Mark Price, the managing director of Waitrose, commented that much of the UK supermarket sector is ’20 years out of date’. The changes are not just that promiscuous shoppers are visiting the local Aldi or Lidl, but they are moving away from the big family weekly shop, with many people buying their food on a daily basis from smaller, local stores. As Waitrose launched its annualFood and Drink Report, Mr Price was reported as saying, ‘People are buying food for now. The notion that you are going to go and push a trolley around for the week is a thing of the past. It is fundamentally changing the market. This is a once in 50 to 60 year change. The last big change was the supermarket. I think what you are seeing now is as fundamental.’
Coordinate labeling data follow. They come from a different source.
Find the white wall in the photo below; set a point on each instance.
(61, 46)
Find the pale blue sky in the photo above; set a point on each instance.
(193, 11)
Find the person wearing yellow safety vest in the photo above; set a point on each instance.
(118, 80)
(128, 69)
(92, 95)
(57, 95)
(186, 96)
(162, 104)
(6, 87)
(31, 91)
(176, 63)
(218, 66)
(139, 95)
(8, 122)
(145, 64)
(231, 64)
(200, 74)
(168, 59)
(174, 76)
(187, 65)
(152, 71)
The shift in behaviour is characterised by time-poor consumers buying food on the go and for the evening ahead only. The radical changes in the market have combined with price deflation to push sales down sharply for traditional supermarkets. The latest industry sales data from Kantar show Tesco sales fell by 3.7% in the 12 weeks to October 12, with Sainsbury’s declining by 3.1%.
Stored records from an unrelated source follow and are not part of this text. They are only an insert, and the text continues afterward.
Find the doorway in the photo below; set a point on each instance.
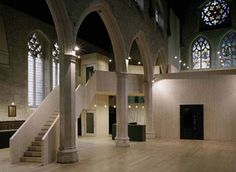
(191, 122)
(89, 72)
(90, 123)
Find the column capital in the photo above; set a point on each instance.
(72, 58)
(121, 74)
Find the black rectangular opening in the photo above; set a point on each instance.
(191, 122)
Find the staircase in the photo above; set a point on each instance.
(34, 151)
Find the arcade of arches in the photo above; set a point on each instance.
(89, 66)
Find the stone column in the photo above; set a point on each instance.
(68, 151)
(150, 130)
(122, 138)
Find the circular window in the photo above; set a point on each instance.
(215, 12)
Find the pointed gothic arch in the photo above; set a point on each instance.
(113, 30)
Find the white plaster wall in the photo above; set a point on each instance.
(216, 92)
(101, 116)
(97, 60)
(135, 69)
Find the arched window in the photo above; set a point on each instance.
(228, 50)
(35, 71)
(200, 53)
(55, 65)
(215, 12)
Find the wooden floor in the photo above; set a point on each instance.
(159, 155)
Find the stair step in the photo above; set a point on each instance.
(36, 143)
(52, 117)
(44, 129)
(34, 148)
(31, 159)
(32, 154)
(41, 133)
(38, 138)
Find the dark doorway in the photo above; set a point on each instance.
(89, 72)
(191, 122)
(112, 118)
(79, 127)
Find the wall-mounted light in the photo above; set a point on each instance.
(76, 48)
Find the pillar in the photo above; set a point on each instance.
(150, 131)
(122, 138)
(68, 151)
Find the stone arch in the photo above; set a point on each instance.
(113, 31)
(63, 25)
(141, 41)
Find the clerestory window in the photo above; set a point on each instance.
(200, 53)
(35, 71)
(227, 54)
(55, 65)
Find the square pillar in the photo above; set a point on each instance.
(68, 150)
(122, 138)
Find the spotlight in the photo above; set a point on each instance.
(76, 48)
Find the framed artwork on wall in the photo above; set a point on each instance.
(11, 110)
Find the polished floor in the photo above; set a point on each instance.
(159, 155)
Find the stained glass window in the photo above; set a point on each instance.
(228, 50)
(35, 71)
(215, 12)
(55, 65)
(200, 53)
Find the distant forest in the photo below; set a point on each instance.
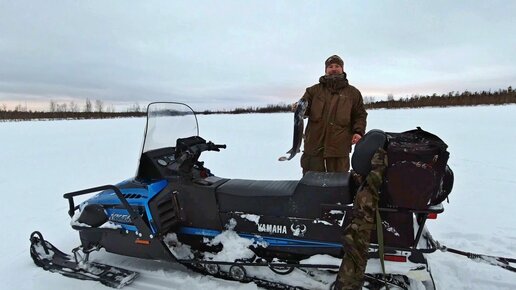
(97, 110)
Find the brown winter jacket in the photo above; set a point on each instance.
(334, 115)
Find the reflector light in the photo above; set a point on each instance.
(142, 242)
(393, 258)
(432, 216)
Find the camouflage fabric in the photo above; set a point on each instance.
(357, 234)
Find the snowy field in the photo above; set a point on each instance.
(42, 160)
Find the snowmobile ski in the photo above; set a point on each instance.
(50, 258)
Pressure on traditional supermarkets is not purely driven by discounters, it is changes in lifestyle that won’t go back after the deep recession and the arrival of the connected world. More people do not know what they will eat in the evening, picking up convenience packs on the way home and they are exploring new tastes, evidenced by the rise of the ‘weekend foodie’.

If these are fundamental shifts, and the evidence suggests it is not just a blip, there are implications for labels and packaging. Supply chains will come under more pressure to react to events. The Great British Bake Off is the new ‘Delia Effect’, driving sales of Baked Alaska and its ingredients, for a short time. This means retailers have to be more flexible, with more local shops and more regional variation. All good for digital printing.

 

Digital as enabler

As retailers change, so the demands on packaging and labels will change, and digital is well positioned to take advantage. There are significant technology changes in the pipeline and these will help take time out of the supply chain. The next generation of digital equipment will allow strategic changes, rather than economic ones. This means that the functions of packaging itself will change. We have already seen more engagement with consumers by using personalised and versioned messages, as well as the use of QR codes and augmented reality.
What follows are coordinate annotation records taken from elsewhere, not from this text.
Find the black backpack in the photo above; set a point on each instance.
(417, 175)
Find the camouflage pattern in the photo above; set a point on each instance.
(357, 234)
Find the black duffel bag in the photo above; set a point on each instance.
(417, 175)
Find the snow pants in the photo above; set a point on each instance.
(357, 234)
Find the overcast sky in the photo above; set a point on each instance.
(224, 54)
In the UK, there are some 1.6 million postcodes, and while having packaging versioned for each is impractical, the 11,200 individual sectors may be targeted and when such a campaign is realised, the idea of localised advertising will be realised. The concept of making packaging earn revenue, rather than being a cost, is attractive for many buyers. It is easy to see local restaurants adopting their own branded versions, but so will chains. As the logistical issues are solved, this capability will spread to retailers, particularly for the increasingly popular smaller local stores. It will be new value added applications that drive further adoption of digital presses, with converters and customers bringing their ideas to market.

The technology will be an enabler for this to happen, not an example of a digital machine looking for a market. There will be much higher performance at better cost from the next generation of presses although not the equivalent of analogue methods for long runs. Over the next few years, there will be digital presses for large format cartons, wide corrugated and flexibles and machines to print irregularly shaped rigids. Some of these will be installed at manufacturing facilities, and at packer/filler sites as they try to eliminate delays and costs in receiving printed packs and labels. There may even be packaging printers at retailers, probably in the distribution centres rather than the stores, but there is an enormous appetite for change.